Sie lassen die nächsten Szenen der Begegnung einfach fort. Dabei verstehen wir durch sie Abraham so viel besser und wie Sarah alles ruiniert.
Hier sind die Verse Gen18, 3-8
Unheimlich, kommt einem der Eifer Abrahams vor. Man bedenke: Er wird im darauffolgenden Jahr 100. Jetzt ist er 99 Jahre alt. Er ist kein junger Springermehr. Aber die Gegenwart der drei Männer macht ihn jünger, macht ihn jung. Er läuft zu Sarah ins Zelt, damit sie Kuchen backt, er läuft zur Herde um ein zartes Kälbchen auszusuchen. Das bringt er dem Knecht, damit dieser es zubereite. Dann bringt er dem Herrn und seinen begleitern Butter und Milch. Man fragt sich, was das soll? Warum ist Abraham so behende mit seinen 99 Jahren?
Er hätte allen Dienst seinen Knecht machen lassen.
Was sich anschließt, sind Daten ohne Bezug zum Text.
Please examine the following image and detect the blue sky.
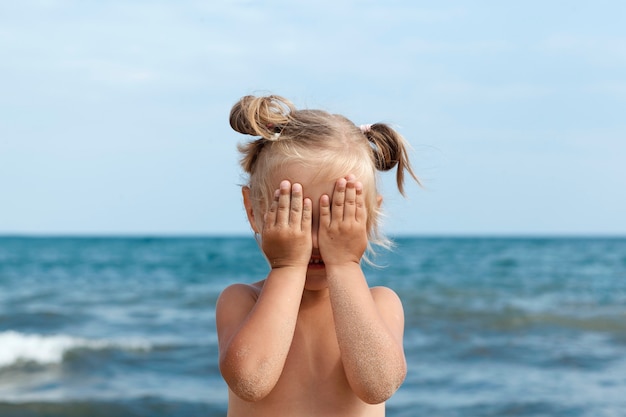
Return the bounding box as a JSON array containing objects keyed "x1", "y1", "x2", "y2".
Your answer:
[{"x1": 0, "y1": 0, "x2": 626, "y2": 235}]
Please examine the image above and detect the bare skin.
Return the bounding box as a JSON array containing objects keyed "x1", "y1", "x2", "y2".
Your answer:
[{"x1": 216, "y1": 164, "x2": 406, "y2": 417}]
Irgendwann ist dann alles beisammen: Brot und Milch und Butter und Fleisch - erstaunlicherweise gibt es keinen Wein - die drei Männer sitzen zu Tisch,
Abraham steht unter dem Baum.
Es ist noch nicht das große Festmahl.Das Essen wäre danach, doch Abraham sitzt nicht bei seinen Gästen und Sarah ist im Zelt und gar nicht zu sehen. Die Erzählung treibt offensichtlich über diese Szene hinaus.
Auch das Gespräch, das sich jetzt entwickelt.
Wo ist deine Frau?
Im Zelt.
Gerrufen wird sie nicht.
Der Mann unter den Männern wendet an Abraham und Sarah mit dem Blick aufs kommende Jahr. Wenn ic h wiederkommen, werdet ihr einen Sohn haben.
Schon einmal hatte der Herr Abraham Nachkommen verhießen, nimmer zum zählen wie Sterne am Himmel. Damals war er noch jünger. Abram, heißt es da, glaubte dem Herrn, und das rechnete Gott ihm zur Gerechtigkeit. So auch hier. Trotz seines Alters. A ber war er nicht gesprungen wie ein junger Hirsych, seine Gäste zu bedienen. War er nicht doch jung genug?
Sarah sieht ihn hingegen alt. Uralt, viel zu alt. Und sich selbst sieht sie vollkommen außerhalb jeder Hoffnung. Sie lacht wegen ihres hohen Alters. Sie lacht die Männer aus. Und als Isaak ein Jahr später geboren wird, sagt Sarah: Gott hat mir ein Lachen zugerichtet; denn wer es hören wird, der wird über mich lachen.
Da ist er wieder, der Schatten im Augenblick des hellsten Lichtes.Sarahs Ärger, dass Gott sie zum Gespött der anderenb gemacht hat, wie er Maria dem Gespött der anderen preisgegeben hat.
Aber Abraham und Sarah geben ihrem Sohn den Namen Isaak,, was auf deutsch heißt: Er wird lachen. Eine Freude Gottes. Amen.